Luis Gerónimo Abreu Ascanio (born 7 September 1972 in Caracas, Venezuela) is a Venezuelan actor known for his performance in telenovelas.

Biography
Luis Gerónimo Abreu was born in Caracas on 7 September 1972 to Luis Abreu, an actor and theater director and Haydée Ascanio, television and film screenwriter and producer. He began his acting career at an early age through the influence of his parents that were in the performing arts.

His mother took him to several of her film sets, thereby exposing Luis to the world of acting. His first acting job was at the age of 5 years in the Román Chalbaud film  Bodas de papel alongside José Bardina and Marina Baura.

He started his television career with his participation in the Venevisión telenovela Amor de Abril starring Eduardo Serrano. After this, he dedicated his time in participating in small roles in television miniseries and forming part of production crews and management.

Later, he returned to telenovelas in 2001 by landing a role in Leoandro Padrón's telenovela Amantes de Luna Llena. This served as a platform for the start of his international career. He got a starring role in a Peruvian telenovela titled Éxtasis. Afterwards, he returned to Venezuela to participate in a movie titled Plan B and to enter the cast of telenovela Cosita Rica produced by Venevisión in 2003 which became a hit that year. He then travelled to Mexico to participate in the TV Azteca telenovela La hija del jardinero. From Mexico, he moved to Colombia to play a role in Telemundo's telenovela La Tormenta in 2005.

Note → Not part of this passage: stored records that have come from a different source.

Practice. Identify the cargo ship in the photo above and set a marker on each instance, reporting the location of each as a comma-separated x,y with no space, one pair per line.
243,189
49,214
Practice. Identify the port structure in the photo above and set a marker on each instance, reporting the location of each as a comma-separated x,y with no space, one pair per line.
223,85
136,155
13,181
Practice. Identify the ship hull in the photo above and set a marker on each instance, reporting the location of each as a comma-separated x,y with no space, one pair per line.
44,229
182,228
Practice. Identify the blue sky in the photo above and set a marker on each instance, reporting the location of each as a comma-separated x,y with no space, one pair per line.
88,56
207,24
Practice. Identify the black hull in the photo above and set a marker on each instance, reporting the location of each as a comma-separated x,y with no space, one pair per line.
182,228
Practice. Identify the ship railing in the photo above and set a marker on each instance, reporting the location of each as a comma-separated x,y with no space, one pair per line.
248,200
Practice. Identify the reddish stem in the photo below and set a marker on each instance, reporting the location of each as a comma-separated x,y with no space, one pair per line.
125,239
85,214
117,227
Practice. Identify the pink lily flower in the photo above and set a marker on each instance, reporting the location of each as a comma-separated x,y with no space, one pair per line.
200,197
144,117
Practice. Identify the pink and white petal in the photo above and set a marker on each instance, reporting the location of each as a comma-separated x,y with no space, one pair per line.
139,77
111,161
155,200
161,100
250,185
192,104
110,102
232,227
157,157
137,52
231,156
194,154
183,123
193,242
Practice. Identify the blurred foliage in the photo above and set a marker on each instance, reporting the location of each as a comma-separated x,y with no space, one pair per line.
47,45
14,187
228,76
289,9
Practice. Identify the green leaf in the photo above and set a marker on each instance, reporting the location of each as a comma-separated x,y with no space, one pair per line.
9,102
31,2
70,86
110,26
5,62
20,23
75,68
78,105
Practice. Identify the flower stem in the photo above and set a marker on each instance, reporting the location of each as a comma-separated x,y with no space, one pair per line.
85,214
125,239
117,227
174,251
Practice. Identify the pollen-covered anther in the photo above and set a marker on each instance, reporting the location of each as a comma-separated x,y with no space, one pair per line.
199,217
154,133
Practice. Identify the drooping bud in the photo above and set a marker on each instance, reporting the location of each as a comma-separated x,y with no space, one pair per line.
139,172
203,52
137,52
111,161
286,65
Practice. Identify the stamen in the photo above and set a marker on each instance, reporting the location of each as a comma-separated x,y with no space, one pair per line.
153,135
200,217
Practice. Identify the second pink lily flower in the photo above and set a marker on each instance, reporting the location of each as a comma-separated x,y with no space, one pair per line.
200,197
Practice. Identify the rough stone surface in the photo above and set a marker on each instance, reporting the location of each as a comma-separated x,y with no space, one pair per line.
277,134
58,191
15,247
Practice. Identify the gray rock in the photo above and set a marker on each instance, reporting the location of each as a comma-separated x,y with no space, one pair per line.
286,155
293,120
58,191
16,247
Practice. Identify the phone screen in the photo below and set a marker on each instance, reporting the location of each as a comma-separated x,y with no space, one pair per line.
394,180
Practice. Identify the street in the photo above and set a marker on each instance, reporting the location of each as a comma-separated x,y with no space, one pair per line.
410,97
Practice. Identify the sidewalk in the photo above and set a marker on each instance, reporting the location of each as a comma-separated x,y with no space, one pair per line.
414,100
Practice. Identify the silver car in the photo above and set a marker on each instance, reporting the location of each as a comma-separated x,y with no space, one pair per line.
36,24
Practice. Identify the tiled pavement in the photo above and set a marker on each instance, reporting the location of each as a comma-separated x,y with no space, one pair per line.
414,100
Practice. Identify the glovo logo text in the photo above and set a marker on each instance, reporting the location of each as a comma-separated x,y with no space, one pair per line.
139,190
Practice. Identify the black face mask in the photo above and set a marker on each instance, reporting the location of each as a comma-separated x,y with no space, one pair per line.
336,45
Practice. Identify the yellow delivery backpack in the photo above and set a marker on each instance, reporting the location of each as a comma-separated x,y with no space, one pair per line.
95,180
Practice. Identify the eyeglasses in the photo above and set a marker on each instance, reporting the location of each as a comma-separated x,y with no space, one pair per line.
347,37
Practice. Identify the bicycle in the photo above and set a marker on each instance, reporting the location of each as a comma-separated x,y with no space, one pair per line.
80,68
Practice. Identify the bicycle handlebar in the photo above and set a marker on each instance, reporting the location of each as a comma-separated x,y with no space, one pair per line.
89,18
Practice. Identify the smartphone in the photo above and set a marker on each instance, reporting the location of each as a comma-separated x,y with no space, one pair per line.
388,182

He returned to Venezuela to star in several Venevisión telenovelas such as Ciudad Bendita in 2006, Arroz con Leche in 2007 and La vida entera in 2008.

He obtained another starring role in 2009 in the telenovela Un Esposo para Estela alongside Daniela Alvarado. The telenovela was very successful in Venezuela where it maintained high broadcast ratings.

In 2011, he was cast as the protagonist in Martin Hahn's mystery telenovela alongside former beauty queen and Miss Venezuela winner Mariángel Ruiz in La viuda joven. The telenovela became a major hit that year.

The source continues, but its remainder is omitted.